スケートで町田樹さんが使用した。シューベルト 即興曲作品90-3。今井顕氏の演奏が使われたとか。

シューベルト 30歳の時。この曲には 季節があらわれる。秋から 冬 冬から春 時間を超え 春から冬に戻り めぐる。1827年 3月26日 ベートーヴェンが亡くなり 葬儀に参列。ベートーヴェンとは一度だけ逢ったよう。「歌曲の王」はいうまでもないが 歌劇で人気を得るのは難しかった。当時 イタリアオペラが流行 ロッシーニの人気が高かった。
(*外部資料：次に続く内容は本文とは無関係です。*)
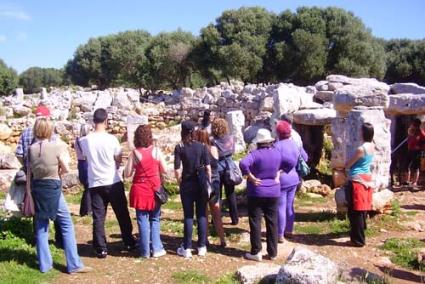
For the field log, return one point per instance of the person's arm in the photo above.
(245, 165)
(129, 167)
(177, 164)
(118, 154)
(357, 155)
(64, 160)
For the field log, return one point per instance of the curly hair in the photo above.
(143, 136)
(220, 127)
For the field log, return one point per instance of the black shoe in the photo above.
(102, 253)
(131, 247)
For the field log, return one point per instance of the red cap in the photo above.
(283, 129)
(42, 111)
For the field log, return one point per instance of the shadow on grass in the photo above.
(24, 257)
(403, 274)
(414, 207)
(321, 239)
(317, 216)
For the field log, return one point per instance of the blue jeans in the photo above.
(149, 231)
(190, 194)
(63, 218)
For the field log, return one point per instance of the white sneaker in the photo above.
(159, 253)
(255, 257)
(202, 251)
(186, 253)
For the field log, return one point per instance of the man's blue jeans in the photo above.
(149, 231)
(66, 226)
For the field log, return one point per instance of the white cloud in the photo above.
(14, 13)
(21, 36)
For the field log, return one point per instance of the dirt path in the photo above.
(122, 267)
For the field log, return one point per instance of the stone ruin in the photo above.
(339, 103)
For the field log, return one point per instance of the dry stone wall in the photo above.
(340, 101)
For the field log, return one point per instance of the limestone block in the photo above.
(236, 121)
(5, 131)
(314, 116)
(259, 273)
(306, 267)
(359, 95)
(403, 88)
(406, 104)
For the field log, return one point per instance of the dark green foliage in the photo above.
(169, 64)
(405, 61)
(250, 44)
(8, 79)
(236, 45)
(34, 78)
(313, 42)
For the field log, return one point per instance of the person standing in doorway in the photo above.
(103, 154)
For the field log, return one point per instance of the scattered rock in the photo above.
(402, 88)
(259, 273)
(306, 267)
(5, 131)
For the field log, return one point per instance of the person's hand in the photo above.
(252, 179)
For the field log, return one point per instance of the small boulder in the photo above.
(259, 273)
(306, 267)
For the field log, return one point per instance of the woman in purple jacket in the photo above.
(262, 167)
(288, 181)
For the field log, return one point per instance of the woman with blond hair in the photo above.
(85, 204)
(48, 160)
(201, 135)
(225, 144)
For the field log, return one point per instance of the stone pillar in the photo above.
(236, 121)
(19, 94)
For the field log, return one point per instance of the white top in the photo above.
(100, 150)
(297, 138)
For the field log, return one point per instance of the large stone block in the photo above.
(406, 104)
(259, 273)
(306, 267)
(402, 88)
(321, 116)
(236, 120)
(359, 95)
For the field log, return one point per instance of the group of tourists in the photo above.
(271, 170)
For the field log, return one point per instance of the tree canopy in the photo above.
(34, 78)
(250, 44)
(8, 79)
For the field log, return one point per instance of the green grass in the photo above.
(229, 278)
(404, 252)
(173, 226)
(74, 198)
(17, 256)
(173, 205)
(172, 188)
(190, 276)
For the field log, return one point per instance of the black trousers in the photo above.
(231, 199)
(257, 206)
(101, 196)
(357, 226)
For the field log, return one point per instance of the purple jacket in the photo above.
(289, 149)
(264, 164)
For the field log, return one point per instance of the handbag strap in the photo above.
(28, 181)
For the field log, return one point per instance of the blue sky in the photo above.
(46, 33)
まさか 自分が この翌年に亡くなるとは思っていなかった。しかし ショパンの晩年もそうであるように。シューベルトの30歳の年 曲の構成に ファンタジーが溢れ出ている。今までにないような 形式から 拘りもしないファンタジー。2台のピアノための幻想曲ヘ短調 D940 はシンフォニック。バッハの対位法を駆使した事や ベートーヴェンのソナタを越えようとした30分以上を要する作品。傑作に値する。また、ピアノソナタ21番が作曲されている。今までの どの作品よりも 繊細で柔らかい響きに変わっている。2年前の作風と何かが違う。

人生の旅を 思うと「冬の旅」水辺に漂う 一枚の葉っぱ 新しい生命 羽ばたいていく。
この音楽 心の耳で聴き 弾く時、木の葉を揺らすような音にも気配りを。
柔らかさを持って鍵盤に触れてみてください。

さて、シューベルトで見逃してはならないものに 転調や経過部。動機が続くので 見落としがちなのだが、「色」の移り変わり。音型のまま変容していく 様相をみせる。

即興曲は 自由のままに書いた ファンタジー。この3番は 「無言歌」ともいうべき作品。
2分の4拍子は 珍しい。息がながい。しかも、3連符 は 揺れる楽想なので その表現をイメージ。左手は重要ですが あまり主張しないて 全体の響きを考えて 浮かび上がるように。内声は 鍵盤を深く押さえない ハーフタッチ ペダルの効用も考えて。バスと メロディーとのバランスが大切。

Artisan

こういう曲は ウィーンの名器 ベーゼンドルファーが相応しい。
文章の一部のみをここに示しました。